Jakarta, kabar86.com – Konvensi Hak Anak, yang disahkan Majelis Umum PBB pada 20 November 1989, memberikan pengakuan bahwa hak-hak anak adalah bagian dari hak asasi manusia yang harus dipenuhi. Hari pengesahan Konvensi Hak Anak tersebut kemudian diperingati sebagai Hari Anak Sedunia.
Menteri Pemberdayaan Perempuan dan Perlindungan Anak I Gusti Ayu Bintang Darmawati Puspayoga dalam acara Peringatan 30 Tahun Ratifikasi Konvensi Hak Anak dan Peringatan Hari Anak Sedunia yang diadakan di Denpasar, Bali, Jumat (20/11) mengingatkan bahwa pembangunan inklusif yang mengedepankan hak-hak anak harus tetap menjadi prioritas.
Terdapat lima klaster substansi dalam Konvensi Hak Anak, yaitu hak sipil dan kebebasan; lingkungan keluarga dan pengasuhan alternatif; kesehatan dasar dan kesejahteraan; pendidikan, pemanfaatan waktu luang, dan kegiatan budaya; dan pelindungan khusus.
Tidak lama setelah Konvensi Hak Anak disahkan, Indonesia juga menjadi bagian dari salah satu negara pihak dengan ikut menandatanganinya pada 26 Januari 1990. Konvensi Hak Anak juga disahkan sebagai bagian dari regulasi nasional melalui Keputusan Presiden Nomor 36 Tahun 1990 tentang Pengesahan Convention on the Rights of the Child (Konvensi tentang Hak-Hak Anak).

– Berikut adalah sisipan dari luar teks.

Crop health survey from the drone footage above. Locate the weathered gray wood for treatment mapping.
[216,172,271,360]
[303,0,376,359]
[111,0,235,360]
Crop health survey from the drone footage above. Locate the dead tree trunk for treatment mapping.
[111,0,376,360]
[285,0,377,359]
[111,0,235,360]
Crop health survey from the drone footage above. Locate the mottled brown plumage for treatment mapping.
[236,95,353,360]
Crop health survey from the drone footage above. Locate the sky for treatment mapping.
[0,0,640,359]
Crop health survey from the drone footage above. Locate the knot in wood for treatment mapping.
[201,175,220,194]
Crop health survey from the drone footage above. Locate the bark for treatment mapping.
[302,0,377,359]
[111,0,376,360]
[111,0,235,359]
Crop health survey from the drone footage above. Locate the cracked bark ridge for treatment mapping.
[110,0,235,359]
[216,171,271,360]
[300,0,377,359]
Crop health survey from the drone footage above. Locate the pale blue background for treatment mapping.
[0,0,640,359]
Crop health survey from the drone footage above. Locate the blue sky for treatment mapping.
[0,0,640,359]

Sejumlah upaya untuk lebih melindungi anak melalui regulasi juga terus dilakukan. Pascareformasi, ketika semangat untuk memperbaiki kehidupan bernegara bergulir, upaya pelindungan anak pun dimasukkan ke dalam konstitusi.
Amandemen kedua Undang-Undang Dasar 1945 kemudian memasukkan Pasal 28B Ayat (2) yang berbunyi “Setiap anak berhak atas kelangsungan hidup, tumbuh, dan berkembang serta berhak atas perlindungan dari kekerasan dan diskriminasi”.

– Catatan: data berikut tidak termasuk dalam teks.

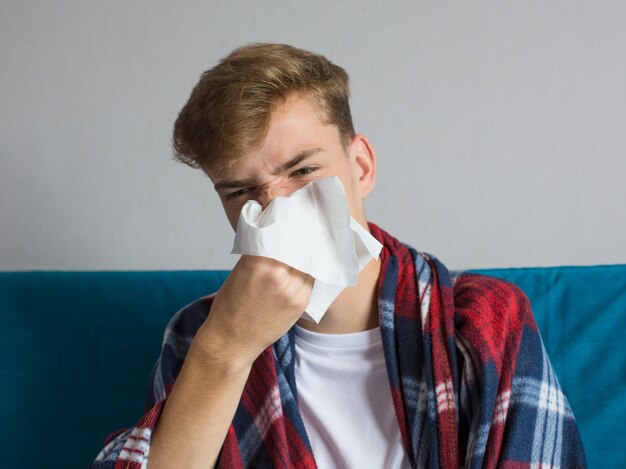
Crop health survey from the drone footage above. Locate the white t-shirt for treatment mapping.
[295,326,410,469]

Upaya pemenuhan hak anak dan pelindungan anak juga dilakukan melalui peraturan perundang-undangan dengan pengesahan Undang-Undang Nomor 23 Tahun 2002 tentang Perlindungan Anak. Undang-Undang tersebut telah dua kali mengalami perubahan yang menunjukkan bahwa semangat untuk melindungi anak senantiasa bergulir mengikuti perkembangan zaman.
Indonesia juga telah meratifikasi dua protokol opsional Konvensi Hak Anak melalui Undang-Undang Nomor 1 Tahun 2000 tentang Pengesahan Konvensi ILO Nomor 182 Mengenai Pelarangan dan Tindakan Segera Penghapusan Bentuk-Bentuk Pekerjaan Terburuk untuk Anak dan Undang-Undang Nomor 10 Tahun 2012 tentang Pengesahan Protokol Opsional Konvensi Hak Anak Mengenai Penjualan Anak, Prostitusi Anak, dan Pornografi Anak.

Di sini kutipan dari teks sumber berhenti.